Now is a good time to learn and develop your technique. You will soon learn what method you prefer. Experiment with different glues. Don't be afraid to sacrifice a few vanes by ripping them off to see which glue works best. A few years ago an article was published which listed a large variety of glue brands. They measured which ones held the best and what kind of pressure it took to remove them. Interesting read. I am pretty anal about my arrows. 2 degree's is the amount of offset I put on my arrows. Some people want more. I have read articles that say after 2 degrees, more just adds additional drag and doesn't improve accuracy. I am a subscriber to that thinking. Left or right off set really doesn't matter for accuracy. I prefer right as it will tighten tips as the arrow slows down upon penetration into the target. I used to run left but found I was always having to tighten my tips. Helical vs offset. I have both clamps and have found no difference in arrow performance. I have found that helical is more difficult to install uniformly, I prefer offset. 3 vanes vs 4. 5 inch, 4, 3, 2 or 1-1/2 inch, high profile or low profile. Vanes vs feathers, high FOC or normal FOC. These are some of the things you will want to toy with and see what you prefer. You will soon find that you will never buy a pre-fletched arrow again, only bare shafts as you will come to know that when you build your own, then you are sure they meet your specifications. You will also learn from experience that there is a lot of BS out there concerning what arrow specs work best. Nothing beats personal experience. Have fun learning and enjoy the journey.


----------



## DUSTY NOGGIN (Feb 27, 2017)

> I scraped em clean. And im not shooting broad heads right now. That will be closer to hunting season. They shot great at 40 yards. Shot each arrow a dozen times.

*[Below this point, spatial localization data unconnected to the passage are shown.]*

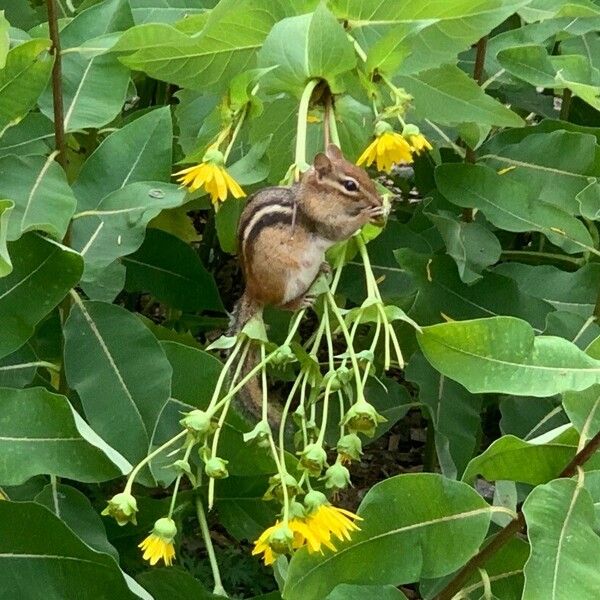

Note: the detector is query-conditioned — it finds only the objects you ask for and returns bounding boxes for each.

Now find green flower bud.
[153,516,177,541]
[374,120,394,137]
[402,123,420,137]
[205,456,229,479]
[271,345,296,366]
[102,491,138,526]
[303,490,329,513]
[336,433,363,462]
[243,420,272,447]
[263,473,301,502]
[180,409,215,438]
[323,462,351,491]
[202,147,224,165]
[268,524,294,554]
[342,400,386,438]
[298,443,328,476]
[288,500,306,520]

i number my broad heads to match my shafts so that whenever they are tight and knocked correct . they always look the same when drawn back , if you draw and it looks different then you know something is off

i would recommend that you install your broadheads while fletching your arrows , mainly because it reduces changes between your arrows which i believe turns into a longer range consistency

my assumption may be incorrect , but i assume that the flexing of the shaft is fairly consistent when coming out of the same bow , so my intention of making all broad head blades come off the arrow at the same helical point same as each other arrow , when that deflection happens right out of the bow, any drag that is caused by a broadhead arrow flex being " not straight yet " would be equal as possible from shot to shot ... schizo right ??? i dont think anything under 30 yard would matter much , but i have done 4" groups at 80 with this method , so i will continue

one more recomendation , is to NEVER let any bow shop glue your inserts for you, cut them yes , but specify that "they do not glue them in for you or you will not buy them !!!" tighten your broadheads into the insert , and epoxy them in using a spin tester like this 
https://pineridgearchery.com/products/the-arrow-inspector 
next to a flat surface , and while the epoxy is still wet true up your center line and verify your broad heads points are straight with the center line

i would bet that 3 out of 12 will be crooked if you just let the bow shop glue em in for you , so check me on this , get a spin tester and see how far off your inserts are forcing your broad heads point to be off the center line .... you will be surprised that your 3-5 of the shafts you just paid 12 bucks a piece for are only good for practice , and if you are now aware one of your arrows if deflecting off its intended path , you can shoot batches of only the straight ones and find that you may be a better shot than you think


----------